Do your workplace training programs help reduce instances of discrimination, harassment, and other improper conduct? Or are they simply an annual check-the-box ritual, which at best helps build defenses to legal claims but accomplishes nothing much more?

The good news is that with the proper ingredients in place, training not only helps prevent improper behavior but can contribute to a workplace that is inclusive, professional, and civil. The result is a culture that enables colleagues to work together most effectively and further their agency’s important public mission. What are those proper ingredients? You might envision legal lectures, presenting hypotheticals for discussion, asking participants to answer questions or respond to online quizzes, and documenting attendance.
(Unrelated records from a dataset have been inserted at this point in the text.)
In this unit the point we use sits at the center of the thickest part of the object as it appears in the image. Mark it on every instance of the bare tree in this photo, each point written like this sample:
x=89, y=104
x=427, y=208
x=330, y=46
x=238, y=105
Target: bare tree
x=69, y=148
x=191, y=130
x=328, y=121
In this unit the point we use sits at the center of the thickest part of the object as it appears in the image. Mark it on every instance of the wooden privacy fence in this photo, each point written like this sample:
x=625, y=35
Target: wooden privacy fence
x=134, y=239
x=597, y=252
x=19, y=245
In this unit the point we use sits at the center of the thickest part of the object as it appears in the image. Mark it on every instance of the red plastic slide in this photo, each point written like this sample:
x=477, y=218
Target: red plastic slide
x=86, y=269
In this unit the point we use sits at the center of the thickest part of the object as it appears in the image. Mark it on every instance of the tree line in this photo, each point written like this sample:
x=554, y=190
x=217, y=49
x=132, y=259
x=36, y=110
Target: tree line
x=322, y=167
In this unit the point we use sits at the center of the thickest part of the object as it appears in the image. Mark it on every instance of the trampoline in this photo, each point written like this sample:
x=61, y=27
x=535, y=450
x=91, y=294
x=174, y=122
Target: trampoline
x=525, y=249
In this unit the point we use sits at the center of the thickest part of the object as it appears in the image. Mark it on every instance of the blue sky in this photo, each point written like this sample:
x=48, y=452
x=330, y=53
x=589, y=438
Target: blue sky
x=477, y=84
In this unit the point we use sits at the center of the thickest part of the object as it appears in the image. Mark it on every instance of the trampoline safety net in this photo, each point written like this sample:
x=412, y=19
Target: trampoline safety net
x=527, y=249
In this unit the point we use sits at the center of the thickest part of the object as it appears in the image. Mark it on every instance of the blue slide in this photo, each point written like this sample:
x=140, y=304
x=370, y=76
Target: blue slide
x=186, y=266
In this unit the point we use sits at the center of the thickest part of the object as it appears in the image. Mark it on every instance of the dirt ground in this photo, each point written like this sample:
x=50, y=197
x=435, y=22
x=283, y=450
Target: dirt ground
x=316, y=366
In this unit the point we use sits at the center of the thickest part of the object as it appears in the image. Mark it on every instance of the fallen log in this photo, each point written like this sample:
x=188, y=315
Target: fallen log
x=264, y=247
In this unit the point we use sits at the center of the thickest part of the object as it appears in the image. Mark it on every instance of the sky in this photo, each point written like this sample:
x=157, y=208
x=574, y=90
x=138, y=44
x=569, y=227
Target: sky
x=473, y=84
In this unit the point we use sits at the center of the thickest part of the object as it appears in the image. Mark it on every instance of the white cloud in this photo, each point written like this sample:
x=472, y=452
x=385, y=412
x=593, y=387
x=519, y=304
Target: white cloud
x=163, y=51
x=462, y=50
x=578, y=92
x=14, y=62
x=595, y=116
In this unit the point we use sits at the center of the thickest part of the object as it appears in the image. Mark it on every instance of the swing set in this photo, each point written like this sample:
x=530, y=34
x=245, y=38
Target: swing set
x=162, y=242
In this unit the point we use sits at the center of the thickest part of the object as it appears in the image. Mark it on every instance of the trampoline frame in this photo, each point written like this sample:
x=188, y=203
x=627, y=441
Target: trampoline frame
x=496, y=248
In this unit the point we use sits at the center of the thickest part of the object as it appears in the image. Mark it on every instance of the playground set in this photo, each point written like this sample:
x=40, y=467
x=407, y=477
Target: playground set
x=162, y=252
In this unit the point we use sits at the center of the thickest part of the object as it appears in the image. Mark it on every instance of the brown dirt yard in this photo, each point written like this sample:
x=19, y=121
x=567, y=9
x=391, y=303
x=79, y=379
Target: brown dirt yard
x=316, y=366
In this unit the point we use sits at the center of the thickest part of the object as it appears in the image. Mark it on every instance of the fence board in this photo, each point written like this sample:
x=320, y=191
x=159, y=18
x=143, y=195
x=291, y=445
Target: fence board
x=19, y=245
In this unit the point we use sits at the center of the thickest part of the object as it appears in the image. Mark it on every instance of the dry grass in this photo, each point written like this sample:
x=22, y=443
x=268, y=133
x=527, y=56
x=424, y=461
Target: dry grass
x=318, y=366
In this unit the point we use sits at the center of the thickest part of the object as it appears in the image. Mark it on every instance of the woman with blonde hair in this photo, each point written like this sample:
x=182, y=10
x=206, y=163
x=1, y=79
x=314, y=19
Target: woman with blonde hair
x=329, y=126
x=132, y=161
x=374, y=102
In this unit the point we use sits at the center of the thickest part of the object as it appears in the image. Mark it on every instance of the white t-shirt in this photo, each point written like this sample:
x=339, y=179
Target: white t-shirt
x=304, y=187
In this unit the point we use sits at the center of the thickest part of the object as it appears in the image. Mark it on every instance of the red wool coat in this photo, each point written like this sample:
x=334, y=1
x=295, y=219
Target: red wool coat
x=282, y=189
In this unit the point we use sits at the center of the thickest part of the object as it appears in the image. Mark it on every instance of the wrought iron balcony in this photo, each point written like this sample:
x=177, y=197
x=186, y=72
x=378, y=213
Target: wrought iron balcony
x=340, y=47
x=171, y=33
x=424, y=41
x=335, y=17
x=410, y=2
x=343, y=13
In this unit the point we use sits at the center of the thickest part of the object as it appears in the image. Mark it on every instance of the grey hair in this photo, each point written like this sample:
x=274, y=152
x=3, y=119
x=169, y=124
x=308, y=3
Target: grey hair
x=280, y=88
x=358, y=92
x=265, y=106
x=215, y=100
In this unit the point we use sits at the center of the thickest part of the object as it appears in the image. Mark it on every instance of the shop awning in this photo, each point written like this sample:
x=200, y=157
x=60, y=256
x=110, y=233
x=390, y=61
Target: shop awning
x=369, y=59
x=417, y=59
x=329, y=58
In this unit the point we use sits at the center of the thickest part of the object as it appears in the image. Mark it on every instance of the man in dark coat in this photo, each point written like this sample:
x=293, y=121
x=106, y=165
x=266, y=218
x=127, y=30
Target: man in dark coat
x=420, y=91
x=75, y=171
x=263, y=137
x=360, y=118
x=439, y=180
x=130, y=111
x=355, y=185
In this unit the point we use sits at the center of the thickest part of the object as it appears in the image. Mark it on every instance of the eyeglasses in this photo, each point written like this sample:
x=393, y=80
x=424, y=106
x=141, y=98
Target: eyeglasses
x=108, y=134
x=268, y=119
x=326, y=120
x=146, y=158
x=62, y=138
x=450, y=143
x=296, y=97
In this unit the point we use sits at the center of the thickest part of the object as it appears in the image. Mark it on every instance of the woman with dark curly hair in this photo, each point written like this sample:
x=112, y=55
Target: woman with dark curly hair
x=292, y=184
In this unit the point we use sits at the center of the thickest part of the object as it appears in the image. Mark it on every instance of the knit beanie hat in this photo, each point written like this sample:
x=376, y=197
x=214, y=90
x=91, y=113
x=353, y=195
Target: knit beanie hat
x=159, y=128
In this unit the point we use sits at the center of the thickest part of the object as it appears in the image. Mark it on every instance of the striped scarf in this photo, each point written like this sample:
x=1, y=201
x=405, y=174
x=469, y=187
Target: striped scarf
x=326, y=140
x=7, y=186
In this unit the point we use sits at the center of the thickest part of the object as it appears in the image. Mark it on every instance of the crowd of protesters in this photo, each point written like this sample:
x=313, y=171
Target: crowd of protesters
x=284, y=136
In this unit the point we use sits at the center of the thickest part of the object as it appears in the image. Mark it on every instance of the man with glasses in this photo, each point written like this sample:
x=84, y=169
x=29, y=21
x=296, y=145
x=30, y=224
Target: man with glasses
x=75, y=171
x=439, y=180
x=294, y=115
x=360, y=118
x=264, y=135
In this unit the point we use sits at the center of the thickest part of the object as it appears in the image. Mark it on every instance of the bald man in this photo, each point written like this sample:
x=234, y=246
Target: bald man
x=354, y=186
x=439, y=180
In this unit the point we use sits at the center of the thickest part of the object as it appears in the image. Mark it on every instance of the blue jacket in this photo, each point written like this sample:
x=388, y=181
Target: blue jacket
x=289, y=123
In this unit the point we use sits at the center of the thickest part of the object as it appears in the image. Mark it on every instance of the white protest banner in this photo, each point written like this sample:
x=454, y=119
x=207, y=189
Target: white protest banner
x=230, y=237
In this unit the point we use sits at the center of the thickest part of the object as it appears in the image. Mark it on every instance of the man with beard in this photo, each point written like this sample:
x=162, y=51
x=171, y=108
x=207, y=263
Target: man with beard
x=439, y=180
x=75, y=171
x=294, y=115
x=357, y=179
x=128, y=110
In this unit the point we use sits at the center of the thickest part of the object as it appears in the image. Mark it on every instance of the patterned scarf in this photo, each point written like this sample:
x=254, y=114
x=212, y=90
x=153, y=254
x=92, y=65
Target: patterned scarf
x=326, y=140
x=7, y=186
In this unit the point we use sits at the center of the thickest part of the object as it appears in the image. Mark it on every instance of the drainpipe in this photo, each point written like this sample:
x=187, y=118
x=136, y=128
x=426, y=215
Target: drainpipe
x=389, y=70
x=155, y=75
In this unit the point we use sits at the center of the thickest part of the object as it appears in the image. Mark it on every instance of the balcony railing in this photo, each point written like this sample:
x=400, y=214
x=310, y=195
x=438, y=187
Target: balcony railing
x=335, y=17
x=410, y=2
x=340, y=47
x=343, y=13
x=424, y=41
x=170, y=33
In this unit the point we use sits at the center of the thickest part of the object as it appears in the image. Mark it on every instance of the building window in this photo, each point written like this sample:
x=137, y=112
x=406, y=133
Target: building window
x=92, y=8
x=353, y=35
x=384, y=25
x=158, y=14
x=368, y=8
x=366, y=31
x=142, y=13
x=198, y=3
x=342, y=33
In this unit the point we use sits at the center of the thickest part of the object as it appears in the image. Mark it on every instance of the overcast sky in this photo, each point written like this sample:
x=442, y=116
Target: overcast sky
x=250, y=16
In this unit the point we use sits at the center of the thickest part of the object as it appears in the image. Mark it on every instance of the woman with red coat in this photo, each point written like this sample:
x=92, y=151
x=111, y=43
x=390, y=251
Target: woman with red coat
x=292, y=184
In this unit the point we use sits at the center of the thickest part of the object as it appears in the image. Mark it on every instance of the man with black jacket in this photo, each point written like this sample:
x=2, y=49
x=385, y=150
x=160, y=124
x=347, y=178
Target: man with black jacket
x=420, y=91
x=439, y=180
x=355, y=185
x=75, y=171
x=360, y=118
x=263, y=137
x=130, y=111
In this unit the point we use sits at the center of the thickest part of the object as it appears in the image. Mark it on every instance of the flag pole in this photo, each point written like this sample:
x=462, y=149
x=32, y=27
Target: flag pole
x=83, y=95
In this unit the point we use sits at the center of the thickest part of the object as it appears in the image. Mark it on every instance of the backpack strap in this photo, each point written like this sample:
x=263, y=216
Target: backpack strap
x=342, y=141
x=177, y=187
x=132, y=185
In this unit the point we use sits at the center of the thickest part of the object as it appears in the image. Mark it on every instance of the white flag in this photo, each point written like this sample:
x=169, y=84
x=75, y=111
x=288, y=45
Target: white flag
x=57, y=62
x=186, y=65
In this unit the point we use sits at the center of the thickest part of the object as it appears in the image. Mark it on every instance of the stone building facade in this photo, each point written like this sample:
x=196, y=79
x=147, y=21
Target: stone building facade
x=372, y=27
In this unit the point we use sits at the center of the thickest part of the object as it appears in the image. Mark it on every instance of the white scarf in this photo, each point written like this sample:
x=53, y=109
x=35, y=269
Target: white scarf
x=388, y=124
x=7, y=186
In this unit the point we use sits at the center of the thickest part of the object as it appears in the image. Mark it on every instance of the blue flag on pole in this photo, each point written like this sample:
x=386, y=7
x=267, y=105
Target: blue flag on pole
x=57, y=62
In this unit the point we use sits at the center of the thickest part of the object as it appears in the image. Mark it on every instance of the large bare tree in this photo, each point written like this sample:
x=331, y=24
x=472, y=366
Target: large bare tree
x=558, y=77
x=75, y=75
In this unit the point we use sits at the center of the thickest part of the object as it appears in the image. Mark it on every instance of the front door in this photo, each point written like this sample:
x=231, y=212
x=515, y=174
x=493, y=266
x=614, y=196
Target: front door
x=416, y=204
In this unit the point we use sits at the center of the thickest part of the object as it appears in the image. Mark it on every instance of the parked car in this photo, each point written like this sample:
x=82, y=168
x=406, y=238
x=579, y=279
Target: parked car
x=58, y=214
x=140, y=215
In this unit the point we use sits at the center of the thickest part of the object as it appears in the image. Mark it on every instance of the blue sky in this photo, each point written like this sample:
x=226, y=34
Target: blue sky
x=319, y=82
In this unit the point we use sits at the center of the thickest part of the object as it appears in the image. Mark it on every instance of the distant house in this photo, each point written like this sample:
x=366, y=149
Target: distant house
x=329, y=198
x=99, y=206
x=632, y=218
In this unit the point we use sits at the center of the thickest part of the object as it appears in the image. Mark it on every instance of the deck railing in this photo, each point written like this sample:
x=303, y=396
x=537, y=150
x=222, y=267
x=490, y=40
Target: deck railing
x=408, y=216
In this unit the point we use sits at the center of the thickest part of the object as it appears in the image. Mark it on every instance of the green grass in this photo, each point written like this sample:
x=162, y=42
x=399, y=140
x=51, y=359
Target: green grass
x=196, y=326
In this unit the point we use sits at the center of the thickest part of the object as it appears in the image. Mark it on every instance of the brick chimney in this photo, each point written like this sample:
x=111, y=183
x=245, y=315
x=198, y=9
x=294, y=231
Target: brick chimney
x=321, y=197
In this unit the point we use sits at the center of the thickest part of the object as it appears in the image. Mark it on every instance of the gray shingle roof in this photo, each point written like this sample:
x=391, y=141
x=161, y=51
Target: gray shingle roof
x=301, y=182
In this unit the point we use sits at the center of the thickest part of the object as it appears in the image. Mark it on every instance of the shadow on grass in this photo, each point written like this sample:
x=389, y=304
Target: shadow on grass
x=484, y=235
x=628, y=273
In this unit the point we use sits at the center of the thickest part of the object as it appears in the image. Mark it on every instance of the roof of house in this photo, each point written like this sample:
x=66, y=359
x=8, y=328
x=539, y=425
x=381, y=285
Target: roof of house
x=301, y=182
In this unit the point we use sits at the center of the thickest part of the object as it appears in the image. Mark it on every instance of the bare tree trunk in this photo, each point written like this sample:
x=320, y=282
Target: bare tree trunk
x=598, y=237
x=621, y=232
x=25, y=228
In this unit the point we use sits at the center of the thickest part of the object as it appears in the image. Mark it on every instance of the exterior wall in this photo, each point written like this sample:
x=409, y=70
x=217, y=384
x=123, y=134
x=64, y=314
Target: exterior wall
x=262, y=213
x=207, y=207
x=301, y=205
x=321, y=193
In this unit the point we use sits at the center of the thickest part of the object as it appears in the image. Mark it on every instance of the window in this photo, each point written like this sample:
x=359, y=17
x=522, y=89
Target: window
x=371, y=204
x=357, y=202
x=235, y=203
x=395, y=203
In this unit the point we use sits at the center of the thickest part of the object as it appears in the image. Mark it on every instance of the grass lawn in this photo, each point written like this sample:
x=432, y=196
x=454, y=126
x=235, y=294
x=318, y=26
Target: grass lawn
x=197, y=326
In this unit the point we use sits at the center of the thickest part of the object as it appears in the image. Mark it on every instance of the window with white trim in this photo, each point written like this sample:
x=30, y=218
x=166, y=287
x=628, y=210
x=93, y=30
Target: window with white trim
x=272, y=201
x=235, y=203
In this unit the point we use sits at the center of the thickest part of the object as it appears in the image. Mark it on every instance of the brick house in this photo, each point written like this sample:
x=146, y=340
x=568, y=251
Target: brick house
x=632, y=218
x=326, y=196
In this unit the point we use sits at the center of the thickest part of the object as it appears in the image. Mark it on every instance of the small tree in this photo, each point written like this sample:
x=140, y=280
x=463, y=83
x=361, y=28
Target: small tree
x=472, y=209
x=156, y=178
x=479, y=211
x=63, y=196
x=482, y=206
Unfortunately, those won’t achieve the desired result.

For training to impact behavior and change what may be long-standing conduct, it must be shaped and reinforced by the organization’s commitment to building lawful, professional and civil workplaces. In turn, learning must be engaging, realistic, and memorable, and provide applicable content related to participants’ roles and responsibilities. It must also address both sides of this equation: long-standing behavior patterns that lead people to either perpetrate uncivil behavior or create an aversion to speaking up and intervening as bystanders.

This session will address a strategy and structure for changing behavior and culture and include a practical example used in a federal agency’s workplace. Participants will learn:

1. the role of the 5 Cs (Commitment, Communication, Content [related to learning experiences],Consequences and Continuity) and how they contribute to an inclusive culture;

2. a model for delivering workplace training to maximize its impact: it must matter to participants, be simple to understand and apply, and must stick (be sustained beyond the immediate impact of class or online learning experiences);

3. how learning has actually been deployed in a federal workplace using principles addressed in this session and the impact of this approach as reported by U.S. government agencies in the EEOC’s June 2016 Harassment Report.